A Systematic Survey on Deep Generative Models for Graph Generation (2007.06686v3)

Abstract: Graphs are important data representations for describing objects and their relationships, which appear in a wide diversity of real-world scenarios. As one of a critical problem in this area, graph generation considers learning the distributions of given graphs and generating more novel graphs. Owing to their wide range of applications, generative models for graphs, which have a rich history, however, are traditionally hand-crafted and only capable of modeling a few statistical properties of graphs. Recent advances in deep generative models for graph generation is an important step towards improving the fidelity of generated graphs and paves the way for new kinds of applications. This article provides an extensive overview of the literature in the field of deep generative models for graph generation. Firstly, the formal definition of deep generative models for the graph generation and the preliminary knowledge are provided. Secondly, taxonomies of deep generative models for both unconditional and conditional graph generation are proposed respectively; the existing works of each are compared and analyzed. After that, an overview of the evaluation metrics in this specific domain is provided. Finally, the applications that deep graph generation enables are summarized and five promising future research directions are highlighted.

An Expert Overview of "A Systematic Survey on Deep Generative Models for Graph Generation"

The paper "A Systematic Survey on Deep Generative Models for Graph Generation" presents a comprehensive overview of the recent advancements in deep generative models applied to graph generation.

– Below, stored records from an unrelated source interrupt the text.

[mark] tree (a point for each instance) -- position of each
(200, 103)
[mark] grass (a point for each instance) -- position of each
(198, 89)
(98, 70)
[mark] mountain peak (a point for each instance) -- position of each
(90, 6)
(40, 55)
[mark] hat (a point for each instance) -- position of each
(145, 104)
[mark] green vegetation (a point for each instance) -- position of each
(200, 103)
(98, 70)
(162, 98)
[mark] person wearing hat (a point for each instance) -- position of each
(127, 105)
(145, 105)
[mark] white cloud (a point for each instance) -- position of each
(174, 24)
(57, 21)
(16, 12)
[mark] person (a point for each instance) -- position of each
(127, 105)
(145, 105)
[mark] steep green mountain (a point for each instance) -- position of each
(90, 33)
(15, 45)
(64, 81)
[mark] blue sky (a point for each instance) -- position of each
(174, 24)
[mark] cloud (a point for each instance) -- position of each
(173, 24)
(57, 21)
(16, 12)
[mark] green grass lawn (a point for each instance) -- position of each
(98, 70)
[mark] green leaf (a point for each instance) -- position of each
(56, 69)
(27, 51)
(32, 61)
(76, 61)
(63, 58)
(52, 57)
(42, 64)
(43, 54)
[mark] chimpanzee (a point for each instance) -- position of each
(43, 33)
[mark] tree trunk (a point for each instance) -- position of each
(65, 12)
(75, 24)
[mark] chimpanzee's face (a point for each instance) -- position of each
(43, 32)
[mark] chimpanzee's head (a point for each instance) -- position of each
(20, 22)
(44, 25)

Graphs serve as crucial data structures for representing complex systems across diverse domains, including social networks, biology, and chemistry. The core objective highlighted in this paper is modeling and generating novel graphs from observed graph distributions, which holds significant implications for numerous applications, such as molecule design and network science.

Taxonomy and General Techniques

The authors categorize deep generative models for graph generation into unconditional and conditional models, proposing taxonomies based on generation methodologies. Unconditional generation focuses on learning from existing graphs to generate new ones, classifying methods into sequential and one-shot techniques.

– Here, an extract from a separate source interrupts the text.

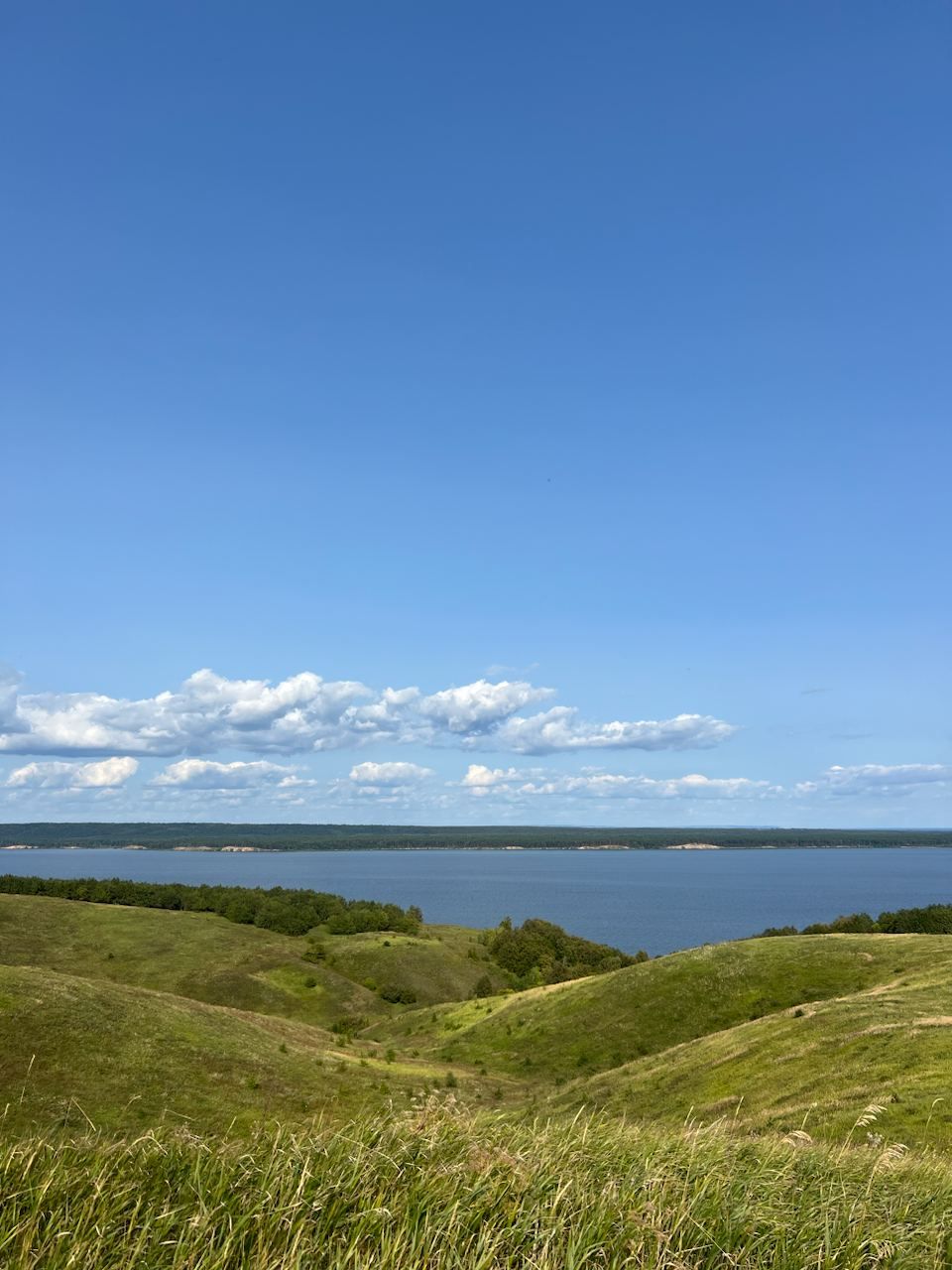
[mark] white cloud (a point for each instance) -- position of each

• Sequential Generating Models: These approaches decompose graph generation into stepwise processes, generating nodes, edges, or larger motifs sequentially. This includes node-sequence models like the RNN-based techniques, which excel in capturing local dependencies but may struggle with larger-scale patterns. Motif and rule-sequence-based models incorporate domain-specific knowledge, offering advantages in applications requiring strict structural conformities, such as molecular chemistry.
• One-shot Generating Models: These involve generating entire graphs in a single step via techniques such as variational autoencoders (VAE) or generative adversarial networks (GANs). They facilitate capturing global graph properties and are more suited for scenarios where generating all graph elements simultaneously is feasible due to lower complexity.

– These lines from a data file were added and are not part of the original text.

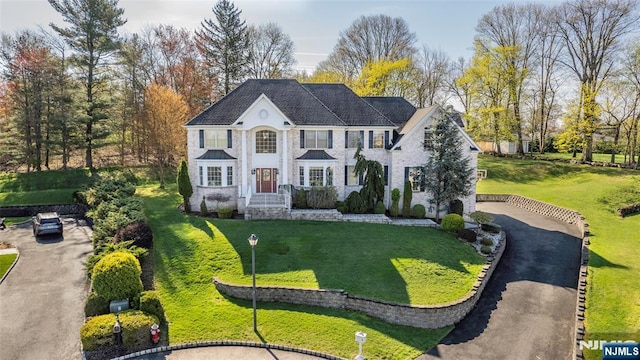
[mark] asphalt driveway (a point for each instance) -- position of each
(42, 299)
(527, 309)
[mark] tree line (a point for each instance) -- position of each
(570, 69)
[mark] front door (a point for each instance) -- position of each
(266, 181)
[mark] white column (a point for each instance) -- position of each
(285, 157)
(244, 166)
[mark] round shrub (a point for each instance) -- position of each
(379, 209)
(452, 223)
(150, 304)
(98, 330)
(467, 235)
(96, 305)
(140, 232)
(418, 211)
(486, 241)
(117, 276)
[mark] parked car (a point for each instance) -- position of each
(47, 223)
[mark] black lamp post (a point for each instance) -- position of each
(253, 241)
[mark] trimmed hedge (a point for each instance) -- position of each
(97, 332)
(150, 303)
(117, 276)
(452, 223)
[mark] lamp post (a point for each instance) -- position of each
(253, 241)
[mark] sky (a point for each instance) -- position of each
(313, 25)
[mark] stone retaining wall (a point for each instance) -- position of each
(568, 216)
(428, 317)
(32, 210)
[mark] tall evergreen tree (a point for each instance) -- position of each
(448, 174)
(93, 35)
(224, 44)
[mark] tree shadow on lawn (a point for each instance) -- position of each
(350, 262)
(532, 255)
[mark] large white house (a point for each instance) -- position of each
(268, 133)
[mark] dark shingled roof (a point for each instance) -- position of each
(316, 155)
(395, 108)
(294, 100)
(215, 155)
(347, 105)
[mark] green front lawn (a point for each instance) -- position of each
(403, 264)
(613, 297)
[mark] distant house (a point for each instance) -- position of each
(269, 134)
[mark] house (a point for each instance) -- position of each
(269, 133)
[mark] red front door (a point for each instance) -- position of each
(266, 181)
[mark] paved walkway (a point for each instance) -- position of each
(527, 310)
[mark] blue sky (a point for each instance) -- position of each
(313, 25)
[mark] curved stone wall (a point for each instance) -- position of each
(428, 317)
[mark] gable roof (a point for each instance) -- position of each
(395, 108)
(348, 106)
(294, 100)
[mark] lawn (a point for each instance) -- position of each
(5, 262)
(404, 264)
(613, 297)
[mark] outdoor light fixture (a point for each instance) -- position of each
(253, 241)
(361, 338)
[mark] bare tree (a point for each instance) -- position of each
(592, 31)
(370, 38)
(270, 52)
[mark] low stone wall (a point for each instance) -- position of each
(568, 216)
(32, 210)
(428, 317)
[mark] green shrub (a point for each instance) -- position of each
(394, 210)
(418, 211)
(117, 276)
(355, 204)
(491, 227)
(96, 305)
(139, 232)
(379, 208)
(301, 199)
(322, 197)
(452, 223)
(225, 213)
(203, 207)
(486, 241)
(150, 303)
(467, 235)
(98, 330)
(456, 207)
(406, 199)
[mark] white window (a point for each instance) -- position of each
(215, 139)
(378, 139)
(265, 142)
(354, 138)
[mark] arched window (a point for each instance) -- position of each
(265, 142)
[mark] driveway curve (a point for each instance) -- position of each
(42, 298)
(527, 310)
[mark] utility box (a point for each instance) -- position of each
(116, 306)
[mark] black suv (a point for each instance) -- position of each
(47, 223)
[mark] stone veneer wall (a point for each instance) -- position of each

Conditional generation, on the other hand, incorporates additional information into the generation process:

• Graph-to-Graph Transformations: Extending graph structures conditionally to form new graphs, often requires attention to specific graph properties.
• Sequence or Semantic Context Conditioning: Generates graphs based on input sequences (e.g., sentences in semantic parsing) or contextual data, often utilizing models like RNNs that can effectively handle the sequential nature of these conditions.

Evaluation and Application

The paper also discusses evaluation metrics, emphasizing the need for nuanced approaches due to the inherent complexity and high-dimensionality of graph data. These metrics include statistics-based evaluations, classifier-based approaches, and intrinsic quality checks covering validity, uniqueness, and novelty.

Moreover, the paper delves deeply into significant application areas:

• Molecule Generation: Explored extensively using motif-sequence models like Junction Tree VAE for generating chemically valid molecular graphs.
• Protein Structure Modeling: Graph generation techniques are applied to model potential protein structures, leveraging the inherent spatial distribution in biological data.
• Semantic Parsing and Code Modeling: Deep generative models provide robust frameworks to map linguistic or programming constructs into graph structures.

Challenges and Future Directions

The authors detail potential challenges such as scalability, where extending techniques to deal with large graphs remains problematic. Validity constraints, particularly for applications like chemistry where only certain structures are realistic, present additional hurdles. The demand for higher interpretability in generated graphs and exploration beyond training data to gain novelty are identified as critical areas requiring attention. Furthermore, dynamic graph modeling opens a new frontier for generative models, reflecting the evolving nature of networks in real-world applications.

In conclusion, this survey provides a rigorous exploration of the state-of-the-art in deep generative graph models, establishing a foundation for ongoing and future research. Its in-depth analysis of existing methods, evaluation techniques, and practical applications offers a resource-rich perspective for leveraging these models across complex domains and settings.